Speaker
Description
As structured interpolation of transfer functions has been proven to be effective in the setting of structured linear and bilinear systems, we are aiming for a similar structure-preserving model order reduction approach for quadratic-bilinear systems, e.g., for quadratic-bilinear mechanical systems \begin{align} \begin{aligned} 0 & = M\ddot{q}(t) + D\dot{q} + Kq(t)\ & \quad{}+{} H_{\mathrm{vv}}(\dot{q}(t) \otimes \dot{q}(t)) + H_{\mathrm{vp}}(\dot{q}(t) \otimes q(t)) + H_{\mathrm{pv}}(q(t) \otimes \dot{q}(t)) + H_{\mathrm{pp}}(q(t) \otimes q(t))\ & \quad{}-{} \sum_{j = 1}^{m} N_{\mathrm{p}, j}q(t)u(t) - \sum_{j = 1}^{m} N_{\mathrm{v}, j}\dot{q}(t)u(t) - B_{\mathrm{u}}u(t),\ y(t) & = C_{\mathrm{p}}q(t) + C_{\mathrm{v}}\dot{q}(t), \end{aligned} \end{align} with appropriately sized matrices.

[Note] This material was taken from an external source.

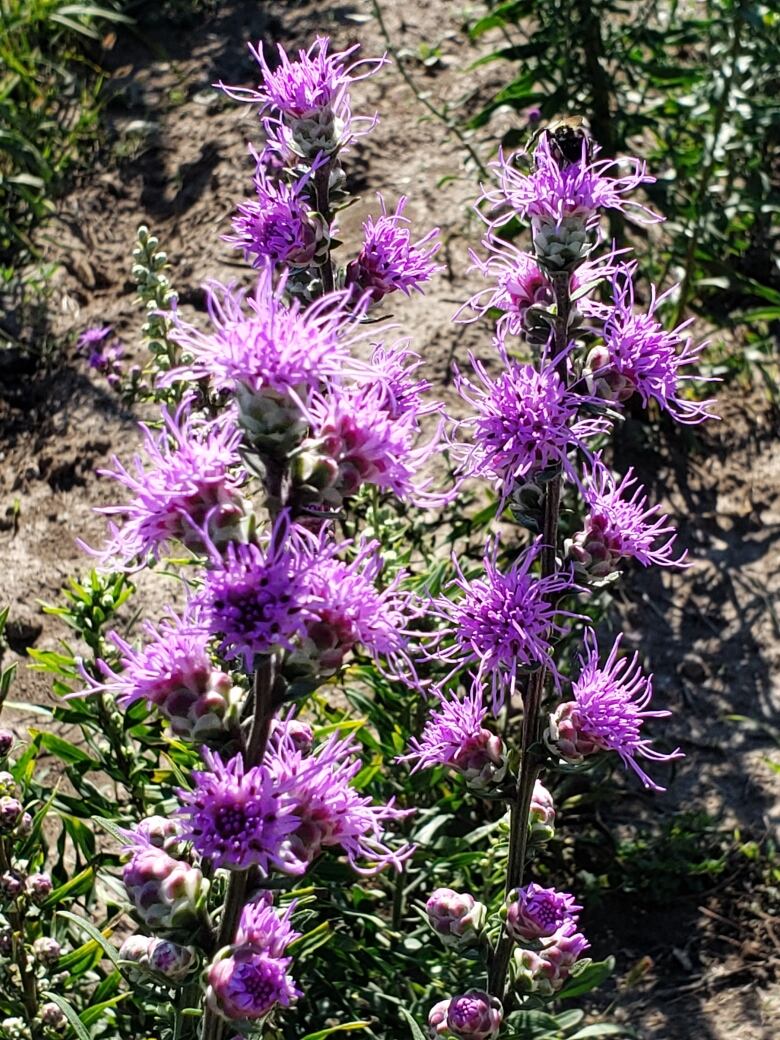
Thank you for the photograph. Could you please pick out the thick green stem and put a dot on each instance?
(530, 760)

So far, there are quite different frameworks for interpolation of unstructured systems in the literature, e.g., based on symmetric or regular transfer functions. We will develop reasonable generalizations of those transfer functions to the structured system case, which can then be used in a structure-preserving interpolation framework.